Pro Terra Sancta relies on the Latin Parish of Gaza City and local partners to provide first aid support: food, blankets, and essential goods. Our emergency aid campaign in Gaza and Palestine has long been active, adapting to urgent needs while always keeping attention on the psychological damage caused by today’s living conditions in Gaza.

History Yesterday: 3,500 years ago
The toponym “Gaza” is ancient, very ancient: a Byzantine mosaic, located at Umm ar-Rasas and dating back to 758 AD, depicts the main Middle Eastern cities of the time—and among them appears Gaza.
Gaza has borne the same name for at least 3,500 years; as journalist Paola Caridi said in a lectio magistralis at the University for Foreigners of Siena on January 22, 2025:
“Like trees, cities set down their roots. And when they are displaced—even by human beings—they lose their landmarks, their cardinal points, their perspectives. Gaza has always been there, and it is the permanence of the name itself that confirms it.”
Reducing Gaza to the ghost of a destroyed city, to nothing more than a land of war, an unhappy land doomed by fate, means erasing all the history that predates the “short century.” Gaza was once a flourishing land, rich in trade, merchants, colors along its streets; to use Caridi’s words again, it was a “land of crossings, land of paths”; “a land already in bloom, not a desert to be made bloom.”

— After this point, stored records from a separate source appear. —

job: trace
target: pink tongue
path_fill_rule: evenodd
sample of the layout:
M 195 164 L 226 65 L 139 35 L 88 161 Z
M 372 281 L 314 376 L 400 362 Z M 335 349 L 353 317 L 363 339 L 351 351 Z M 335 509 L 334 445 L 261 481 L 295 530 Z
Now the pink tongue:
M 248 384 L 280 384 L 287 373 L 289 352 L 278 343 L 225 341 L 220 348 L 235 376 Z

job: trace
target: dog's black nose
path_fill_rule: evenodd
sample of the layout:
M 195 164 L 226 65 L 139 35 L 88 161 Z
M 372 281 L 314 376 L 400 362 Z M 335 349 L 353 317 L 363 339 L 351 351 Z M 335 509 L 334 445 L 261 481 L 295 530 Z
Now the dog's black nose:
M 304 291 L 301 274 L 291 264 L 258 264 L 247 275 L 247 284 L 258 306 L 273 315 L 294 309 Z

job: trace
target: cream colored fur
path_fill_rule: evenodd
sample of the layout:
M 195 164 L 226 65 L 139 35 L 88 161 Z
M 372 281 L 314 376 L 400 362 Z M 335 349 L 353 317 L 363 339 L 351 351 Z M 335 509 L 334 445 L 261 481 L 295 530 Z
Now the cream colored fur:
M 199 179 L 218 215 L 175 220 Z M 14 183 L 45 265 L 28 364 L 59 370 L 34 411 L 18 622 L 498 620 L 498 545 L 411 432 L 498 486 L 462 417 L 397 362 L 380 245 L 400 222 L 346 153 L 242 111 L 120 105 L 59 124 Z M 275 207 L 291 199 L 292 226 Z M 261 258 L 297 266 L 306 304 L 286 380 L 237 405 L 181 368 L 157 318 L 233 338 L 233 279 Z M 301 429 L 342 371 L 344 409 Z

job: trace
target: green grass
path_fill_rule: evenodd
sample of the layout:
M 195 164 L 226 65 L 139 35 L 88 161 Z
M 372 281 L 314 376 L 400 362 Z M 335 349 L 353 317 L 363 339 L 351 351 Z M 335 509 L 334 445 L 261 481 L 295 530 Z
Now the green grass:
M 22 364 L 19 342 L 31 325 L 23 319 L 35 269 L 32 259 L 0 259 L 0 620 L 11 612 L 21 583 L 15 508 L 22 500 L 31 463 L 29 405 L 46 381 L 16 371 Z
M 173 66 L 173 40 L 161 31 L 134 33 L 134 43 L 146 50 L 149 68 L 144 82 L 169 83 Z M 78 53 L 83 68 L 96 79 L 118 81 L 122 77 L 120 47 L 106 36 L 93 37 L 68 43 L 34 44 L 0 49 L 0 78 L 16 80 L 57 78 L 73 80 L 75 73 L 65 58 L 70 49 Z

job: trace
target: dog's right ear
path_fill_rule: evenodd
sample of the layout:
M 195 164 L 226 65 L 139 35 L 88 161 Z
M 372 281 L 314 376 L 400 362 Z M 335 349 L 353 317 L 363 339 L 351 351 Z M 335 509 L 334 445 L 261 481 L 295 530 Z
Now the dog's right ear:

Let us briefly review its history.
The Gaza Strip from its origins to the Hellenistic period
The city of Gaza has a millenary history dating back to the Early Bronze Age (3500–3000 BC). Located along the coast of Palestine, it occupied a strategic position on the Via Maris, an ancient trade route linking Egypt to Syria and Mesopotamia, serving as a crossroads between three continents.
The earliest settlement in the region, Tell Al-Sakan, five kilometers south of present-day Gaza, was originally an Egyptian fortress. Gaza’s port, under agreements with Egypt, was an important hub of commercial exchange, particularly for timber imported from Lebanon.